Der ÖFB-Teamstürmer avancierte beim verdienten 4:1-Heimsieg des VfB Stuttgart zum Auftakt der 31. Runde der deutschen Bundesliga mit einem Doppelpack (45.+1, 53.) zum Matchwinner.

Für den 24-Jährigen waren es bereits die Saisontore 16 und 17 und ganz besondere noch dazu, gelangen sie doch gegen Bremen, wo er den echten Durchbruch nicht geschafft hatte.

Harnik verbesserte sich damit vom sechsten bereits auf den vierten Rang der Schützenliste. Nur Bayerns Mario Gomez (25), Schalkes Klaas-Jan Huntelaar (24) und Dortmunds Robert Lewandowski (20) haben mehr Saisontreffer als der 29-fache ÖFB-Teamspieler erzielt.

Ein Schritt näher am Europacup

Die Stuttgarter (49 Punkte) sicherten ihren fünften Platz mit dem dritten Sieg in Folge weiter ab und rückten auch bis auf vier Punkte an den Vierten Borussia Mönchenglabach heran, der erst am Sonntag den 1. FC Köln empfängt.

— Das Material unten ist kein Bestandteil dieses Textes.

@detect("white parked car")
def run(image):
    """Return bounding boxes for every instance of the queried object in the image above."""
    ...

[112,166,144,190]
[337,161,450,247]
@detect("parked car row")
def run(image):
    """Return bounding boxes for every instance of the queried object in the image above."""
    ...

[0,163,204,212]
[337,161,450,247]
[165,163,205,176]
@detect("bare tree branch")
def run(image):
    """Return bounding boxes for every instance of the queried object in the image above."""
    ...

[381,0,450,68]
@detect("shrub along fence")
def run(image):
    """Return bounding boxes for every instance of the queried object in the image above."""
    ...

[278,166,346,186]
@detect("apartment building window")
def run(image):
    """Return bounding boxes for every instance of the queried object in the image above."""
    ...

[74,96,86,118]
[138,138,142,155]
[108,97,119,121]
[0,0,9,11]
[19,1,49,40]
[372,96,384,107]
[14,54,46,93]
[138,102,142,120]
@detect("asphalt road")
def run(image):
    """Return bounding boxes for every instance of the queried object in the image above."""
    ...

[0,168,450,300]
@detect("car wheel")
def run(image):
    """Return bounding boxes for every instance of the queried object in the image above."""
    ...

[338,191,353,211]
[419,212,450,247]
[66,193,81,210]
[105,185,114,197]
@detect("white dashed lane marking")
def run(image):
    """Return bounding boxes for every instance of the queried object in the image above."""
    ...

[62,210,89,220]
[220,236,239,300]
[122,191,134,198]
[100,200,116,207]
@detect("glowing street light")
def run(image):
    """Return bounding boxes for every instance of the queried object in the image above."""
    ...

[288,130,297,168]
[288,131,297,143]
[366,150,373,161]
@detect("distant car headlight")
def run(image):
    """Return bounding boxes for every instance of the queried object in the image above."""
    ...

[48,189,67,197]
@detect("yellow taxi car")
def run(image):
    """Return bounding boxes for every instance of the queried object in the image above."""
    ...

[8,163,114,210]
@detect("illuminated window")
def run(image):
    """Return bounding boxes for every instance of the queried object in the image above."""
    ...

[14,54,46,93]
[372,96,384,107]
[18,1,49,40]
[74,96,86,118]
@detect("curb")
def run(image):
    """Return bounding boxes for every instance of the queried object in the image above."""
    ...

Der Tabellenachte aus Bremen (42) kassierte hingegen mit dem sechsten sieglosen Spiel in Folge den nächsten Rückschlag im Kampf um die Europacup-Plätze.

Markus Rosenberg brachte die Bremer nach Marin-Flanke mit einem Volley-Abschluss in Führung (25.). Christian Gentner (37.) und eben Harnik (45.+1) sorgten aber noch vor dem Seitenwechsel für die Wende der Schwaben. Harnik vollendete aus kurzer Distanz per Kopf, nachdem Bremen-Goalie Tim Wiese einen Niedermeyer-Kopfball nach Hajnal-Ecke abgewehrt hatte.

Glück beim zweiten Treffer

Nach der Pause stellte Harnik in seinem 80. Bundesligaspiel neuerlich seine Torjägerqualitäten unter Beweis, er drückte eine leicht per Kopf abgefälschte Hajnal-Ecke über die Linie. Der Offensivspieler hatte dabei aber auch Glück, dass sein wohl unabsichtliches Handspiel ungeahndet blieb.

In der 86. Minute bekam Harnik seinen Abschiedsapplaus und der für ihn eingewechselte Cacau sorgte nur drei Minuten später per Kopf für den 4:1-Endstand. Bei den Verlierern spielte Zlatko Junuzovic links im Mittelfeld durch, blieb aber farblos. Sebastian Prödl und Marko Arnautovic fehlten weiterhin verletzungsbedingt.